Actualité québécoise


À quelques jours d’un possible marathon électoral, des dossiers d’une importance infinie malgré leurs enjeux complexes se dénouent sous les applaudissements. Ainsi en est-il de cette imposante entente avec les Cris qui consacre un mode inédit de gouvernance faisant des autochtones des partenaires à part entière. Première d’une série d’ententes ?
Le chef du chantier du Plan Nord, le premier ministre Jean Charest, laissera son nom sur cette entente « historique » signée cette semaine avec le grand chef du Grand Conseil des Cris, Matthew Coon Come. Il peut soupirer d’aise : il vient d’adoucir une avenue raboteuse, car sans la garantie d’une certaine mainmise sur un développement aussi ambitieux que celui promis au nord du 49e parallèle, les Cris n’auraient pas offert une collaboration gratuite, annonçant plutôt un certain tapage. De quoi déranger quiconque espère une réélection installée sur les promesses du Plan Nord…

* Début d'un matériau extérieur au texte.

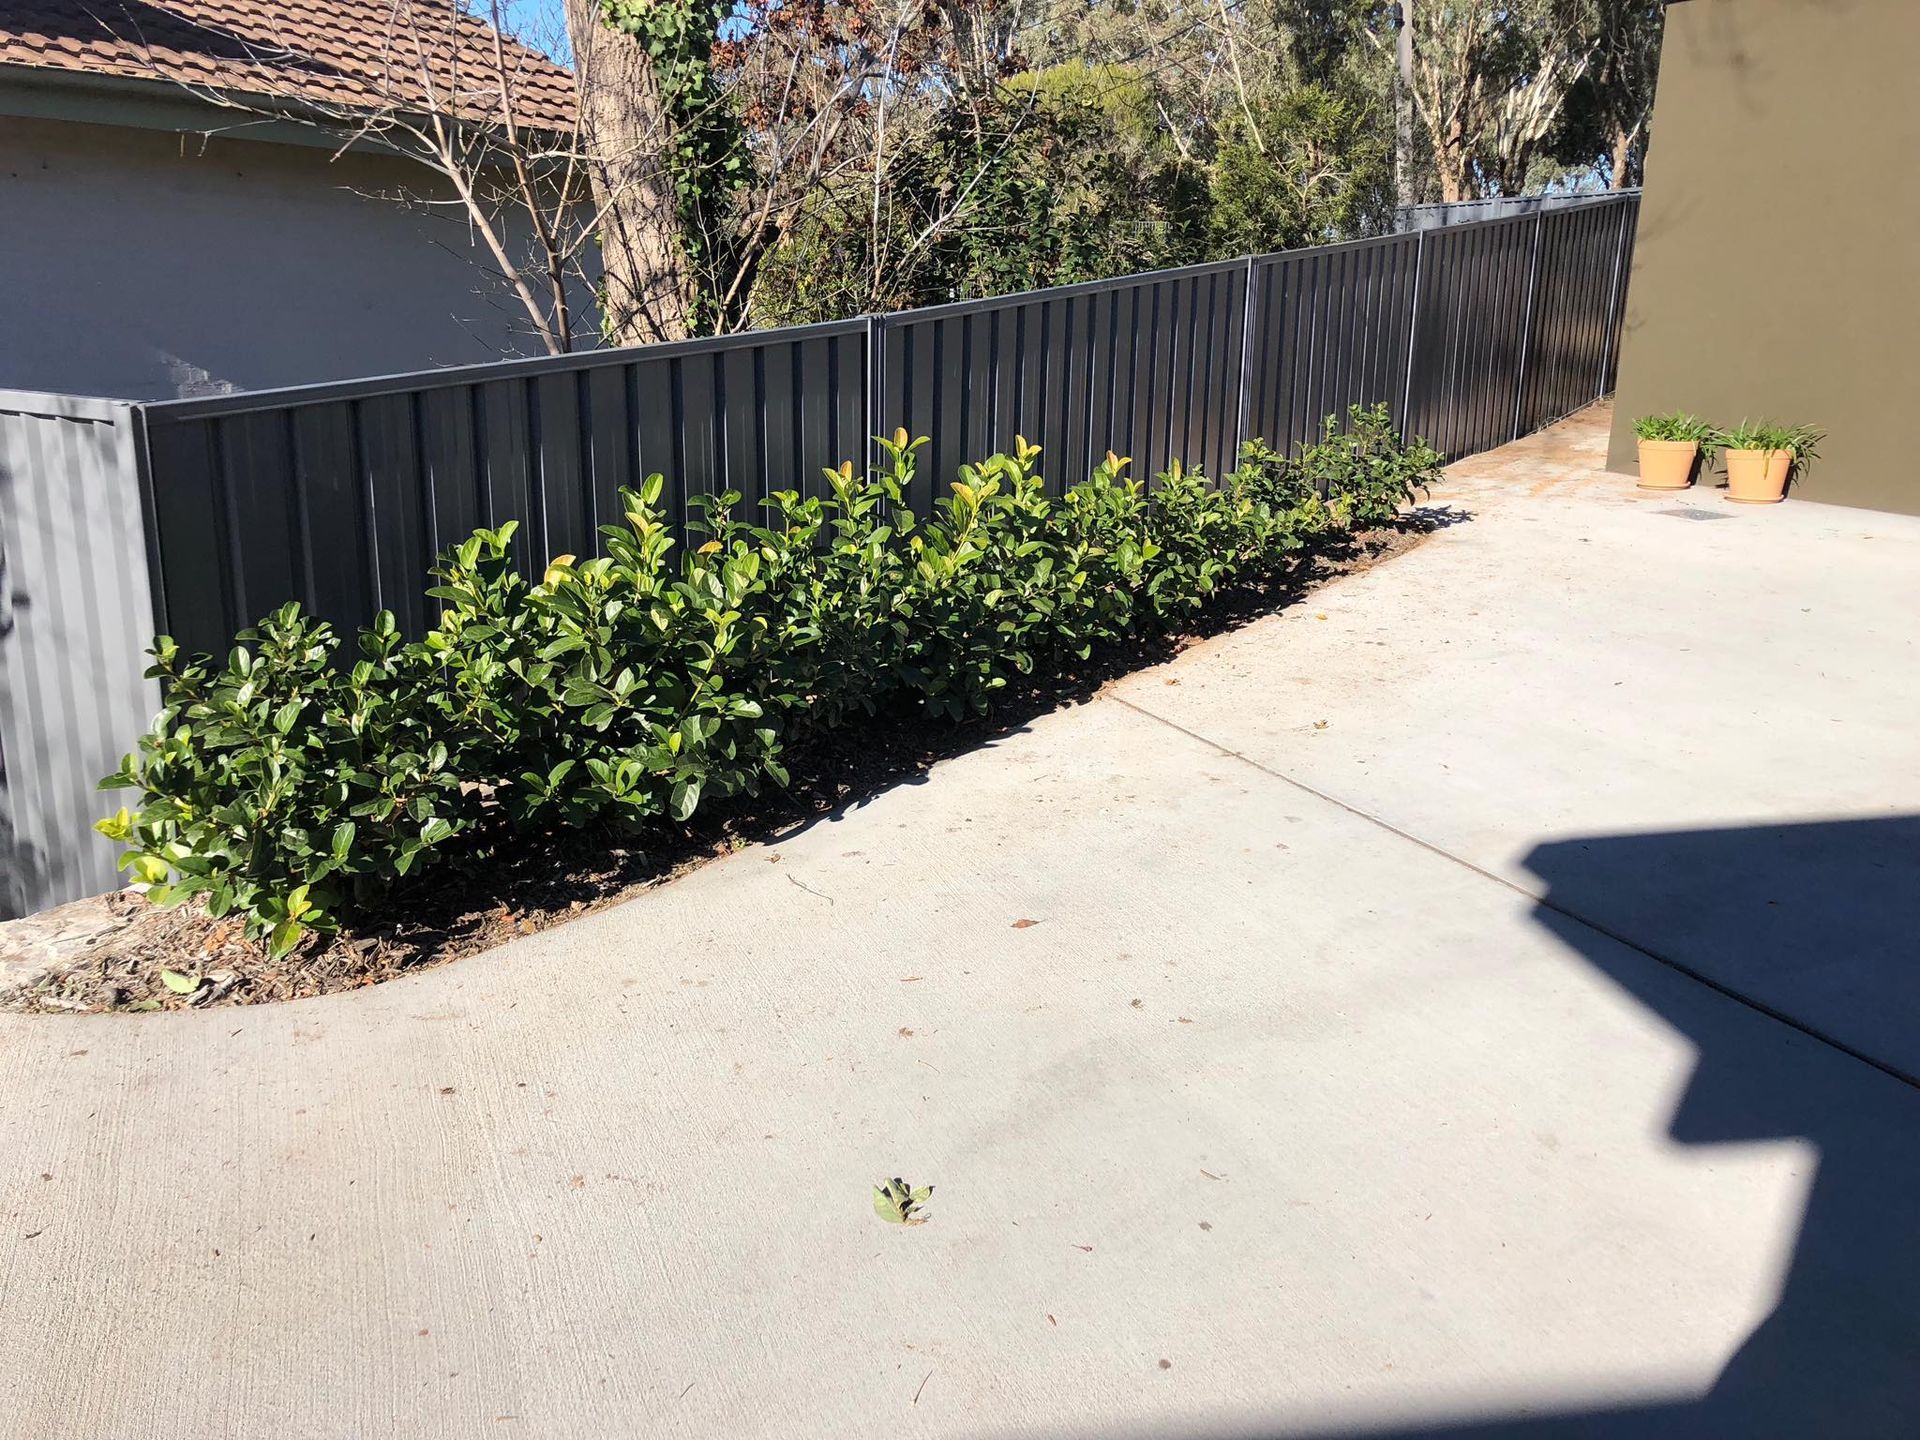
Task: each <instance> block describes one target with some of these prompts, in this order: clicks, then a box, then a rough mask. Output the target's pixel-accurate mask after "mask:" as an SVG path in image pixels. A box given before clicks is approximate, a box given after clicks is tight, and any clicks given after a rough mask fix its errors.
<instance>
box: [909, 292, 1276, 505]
mask: <svg viewBox="0 0 1920 1440" xmlns="http://www.w3.org/2000/svg"><path fill="white" fill-rule="evenodd" d="M1244 323H1246V261H1227V263H1219V265H1194V267H1188V269H1181V271H1160V273H1154V275H1137V276H1129V278H1125V280H1098V282H1091V284H1077V286H1064V288H1060V290H1041V292H1035V294H1029V296H1006V298H996V300H975V301H960V303H954V305H937V307H933V309H920V311H906V313H902V315H889V317H881V321H879V330H881V359H879V365H881V372H879V376H877V386H876V417H874V422H876V426H877V428H881V430H893V428H895V426H902V428H906V430H908V432H910V434H914V436H927V438H929V440H931V444H929V445H927V449H925V451H922V457H920V467H918V474H916V480H914V493H912V495H910V497H908V505H910V509H914V511H916V513H922V515H924V513H925V511H927V507H929V505H931V501H933V499H935V497H939V495H945V493H947V482H948V480H952V478H954V474H956V472H958V468H960V465H964V463H968V461H977V459H985V457H987V455H991V453H995V451H1000V449H1010V447H1012V444H1014V436H1016V434H1018V436H1025V438H1027V440H1029V442H1033V444H1037V445H1041V449H1043V457H1041V468H1043V472H1044V476H1046V480H1048V488H1050V490H1052V492H1054V493H1058V492H1060V490H1064V488H1068V486H1073V484H1077V482H1079V480H1085V478H1087V474H1089V472H1091V470H1092V467H1094V465H1096V463H1098V461H1100V459H1102V457H1104V455H1106V451H1108V449H1112V451H1116V453H1119V455H1129V457H1133V472H1135V474H1140V476H1152V474H1154V472H1156V470H1160V468H1165V465H1167V463H1169V461H1173V459H1181V461H1185V463H1188V465H1200V467H1204V468H1206V470H1208V472H1210V474H1221V472H1223V470H1225V468H1227V467H1229V465H1231V461H1233V453H1235V447H1236V445H1238V436H1236V426H1238V388H1240V349H1242V326H1244Z"/></svg>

Même si ce geste semble emballé dans du papier électoral, l’essence même de l’entente est remarquable ; elle offre une structure de gouvernance faisant des autochtones et des allochtones des décideurs égaux les uns devant les autres - un moment inédit après les demandes répétées des Premières Nations pour une autonomie réelle.
C’est le troisième jalon d’un lest de pouvoir entrepris en 1975 sous Robert Bourassa, avec la Convention de la Baie-James et du Nord québécois. Pour pouvoir réaliser son « projet du siècle », l’aménagement des cours d’eau de la baie James, Québec régla avec cette convention une portion des revendications territoriales, en créant une catégorisation des terres formant cet axe gigantesque de 400 000 km2. Des compensations financières de 225 millions de dollars furent versées, et un premier pas franchi dans les relations entre autochtones et allochtones de la région.
Un deuxième morceau porte la signature de Bernard Landry qui, en 2002, a lui aussi utilisé cette étiquette d’« historique » pour la bien nommée « Paix des braves », à travers laquelle le droit de regard des nations cries sur les terres visées s’est élargi. On se rappellera l’ampleur des compensations versées - plus de 4 milliards de dollars sur cinquante années - et toujours, en toile de fond, un projet de développement forçant l’entente : l’accord permettait à Hydro-Québec de construire le projet hydroélectrique Eastmain-Rupert, près de la baie James, au grand dam des écologistes.
La boucle est bouclée avec Jean Charest qui, en paraphant l’Entente sur la gouvernance dans le territoire d’Eeyou Istchee -Baie-James, donne un sens véritable aux ambitions de gouvernance des Cris dans cette portion du territoire. En lieu et place de la municipalité de Baie-James, une nouvelle structure de pouvoir régional bipartite sera créée. Les Cris et les dirigeants allochtones de l’endroit (étonnamment peu nombreux cette semaine au moment de la signature) devront discuter des enjeux de développement et décider, ensemble. Le défi est immense, car d’imposantes considérations économiques et sociales y sont associées.
C’est le sacre de la politique de l’inclusion, après des décennies d’exclusion et d’indifférence. Et si les Cris y ont accès avant toutes les autres nations qui observeront ce modèle avec attention, c’est en raison d’une structure organisée et efficace. Voilà l’ombre derrière cette grande nouvelle : il y a de nombreuses nations exclues qui n’ont pas mis le pied encore dans la ronde des négociations. Leur tour doit venir.